Unlike conventional electrolysis, in Torvex’s process oxygen is not co-produced. As a result, there is a significant reduction in the energy consumption per kilogram of hydrogen produced.
This type of technological innovation supports the development of a hydrogen economy, helping meet the growing demand for the fuel as government and businesses try to meet net zero targets.
Existing electrolysis technology is expensive, with specific electrical energy consumption (kWhr per kg H2) being in the range of 55-60 kWHr per kg H2 produced. The Torvex method for producing hydrogen is almost twice as efficient, consuming about 25 kWHr per kg of H2, due to its hybrid approach.
Normal electrolysers also require highly purified water as a feedstock or strongly alkaline feed, and are incapable of operating with seawater due to the production of chlorine, which is a poisonous gas.

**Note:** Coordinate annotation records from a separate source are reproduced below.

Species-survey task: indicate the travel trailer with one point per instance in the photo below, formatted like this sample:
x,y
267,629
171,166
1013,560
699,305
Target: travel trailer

Given the crucial importance of fresh water for drinking and irrigation, a process that utilises natural seawater directly is vital.

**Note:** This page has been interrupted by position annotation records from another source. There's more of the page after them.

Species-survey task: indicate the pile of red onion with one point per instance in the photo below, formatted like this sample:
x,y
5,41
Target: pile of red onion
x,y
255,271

The inventor and director of Torvex Energy Limited, Stewart Hudson, first saw the potential for a different process for hydrogen production when working in the marine industry and seeing the impact of galvanic corrosion on different metals on ships.
The ERDF-funded Tees Valley Hydrogen Innovation Project (TVHIP) at Teesside University helped Torvex Energy to understand the electrochemistry of its process and to verify its specific energy consumption and the amount of hydrogen it would produce.

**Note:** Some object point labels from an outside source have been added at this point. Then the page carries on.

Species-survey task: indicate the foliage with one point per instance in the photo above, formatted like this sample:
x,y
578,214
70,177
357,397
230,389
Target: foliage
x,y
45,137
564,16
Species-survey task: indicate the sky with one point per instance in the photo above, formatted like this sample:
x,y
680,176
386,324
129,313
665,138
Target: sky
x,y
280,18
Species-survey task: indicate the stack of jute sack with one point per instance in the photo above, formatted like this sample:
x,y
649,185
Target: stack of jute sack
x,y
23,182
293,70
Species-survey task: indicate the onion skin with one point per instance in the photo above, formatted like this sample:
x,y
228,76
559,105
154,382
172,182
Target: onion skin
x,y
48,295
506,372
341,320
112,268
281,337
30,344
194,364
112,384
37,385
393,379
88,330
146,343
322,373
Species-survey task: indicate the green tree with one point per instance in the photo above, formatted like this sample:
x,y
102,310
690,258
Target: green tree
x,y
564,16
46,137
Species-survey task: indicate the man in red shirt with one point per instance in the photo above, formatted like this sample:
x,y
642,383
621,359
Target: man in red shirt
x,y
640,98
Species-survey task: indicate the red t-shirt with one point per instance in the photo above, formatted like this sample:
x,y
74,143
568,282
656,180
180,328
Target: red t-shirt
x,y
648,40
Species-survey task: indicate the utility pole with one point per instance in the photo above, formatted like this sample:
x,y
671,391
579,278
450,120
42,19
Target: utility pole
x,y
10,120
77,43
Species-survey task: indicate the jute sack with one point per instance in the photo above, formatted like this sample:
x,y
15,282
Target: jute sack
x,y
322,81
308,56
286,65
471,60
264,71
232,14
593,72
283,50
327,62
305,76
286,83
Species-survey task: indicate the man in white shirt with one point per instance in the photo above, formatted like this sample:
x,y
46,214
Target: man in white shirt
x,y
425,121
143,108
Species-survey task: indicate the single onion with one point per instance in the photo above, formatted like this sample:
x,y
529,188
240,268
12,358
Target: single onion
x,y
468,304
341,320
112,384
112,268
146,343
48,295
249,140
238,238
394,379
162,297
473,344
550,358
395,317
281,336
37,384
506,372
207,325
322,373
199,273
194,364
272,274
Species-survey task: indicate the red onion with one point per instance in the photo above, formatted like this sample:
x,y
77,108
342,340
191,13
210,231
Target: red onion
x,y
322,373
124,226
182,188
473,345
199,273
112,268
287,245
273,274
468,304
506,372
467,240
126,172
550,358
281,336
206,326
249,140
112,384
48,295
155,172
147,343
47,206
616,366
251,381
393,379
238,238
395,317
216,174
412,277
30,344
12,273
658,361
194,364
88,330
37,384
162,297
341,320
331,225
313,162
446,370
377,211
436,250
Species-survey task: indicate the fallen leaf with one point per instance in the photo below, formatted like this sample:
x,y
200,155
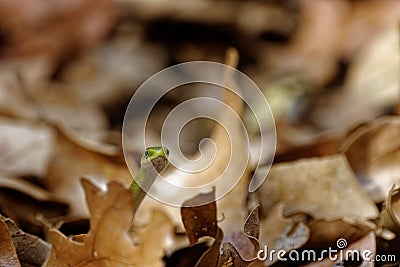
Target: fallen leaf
x,y
26,147
8,256
108,242
66,168
299,185
373,152
200,220
326,233
390,214
349,256
31,250
280,233
56,29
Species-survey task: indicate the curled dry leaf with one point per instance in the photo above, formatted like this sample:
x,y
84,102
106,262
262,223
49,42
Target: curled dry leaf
x,y
390,214
372,77
55,28
280,233
242,248
8,256
200,221
31,250
26,147
299,185
348,256
373,151
71,159
326,233
24,202
108,242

Stewart Hudson, Director, Torvex Energy Limited, said:
We can move forward with scaling up with confidence and, with the benefits of the expertise of the Tees Valley Hydrogen Innovation Project, in refining the designs for a commercial unit.
Mr Hudson said: “Teesside University has supported us in validating the electrochemical process, confirming its game changing efficiency and identifying optimum routes to scaling the design.
“Having access to highly specialised equipment and support from a very knowledgeable team who are experts in their field has enabled us to have a clear understanding of the process so that we can progress to commercialisation.”
“We can move forward with scaling up with confidence and, with the benefits of the expertise of the Tees Valley Hydrogen Innovation Project, in refining the designs for a commercial unit.”
The TVHIP helps businesses across the region to identify growth opportunities within the hydrogen and decarbonisation economies and to explore the potential application of hydrogen solutions for business growth.
Dr Venkatesan Krishnan, Senior Lecturer in Chemical Engineering and TVHIP team member, said:
Teesside University is committed to helping businesses reduce their environmental impact and helping facilitate a just transition to a green economy.
“We are already involved in key projects in hydrogen production, hydrogen storage and hydrogen as a tool for decarbonizing the local industry and were delighted to use this expertise to help Torvex Energy.”
“Supporting this innovative company is helping transition Tees Valley to a greener and more sustainable means of energy production and establish the region at the centre of the UK’s green revolution.”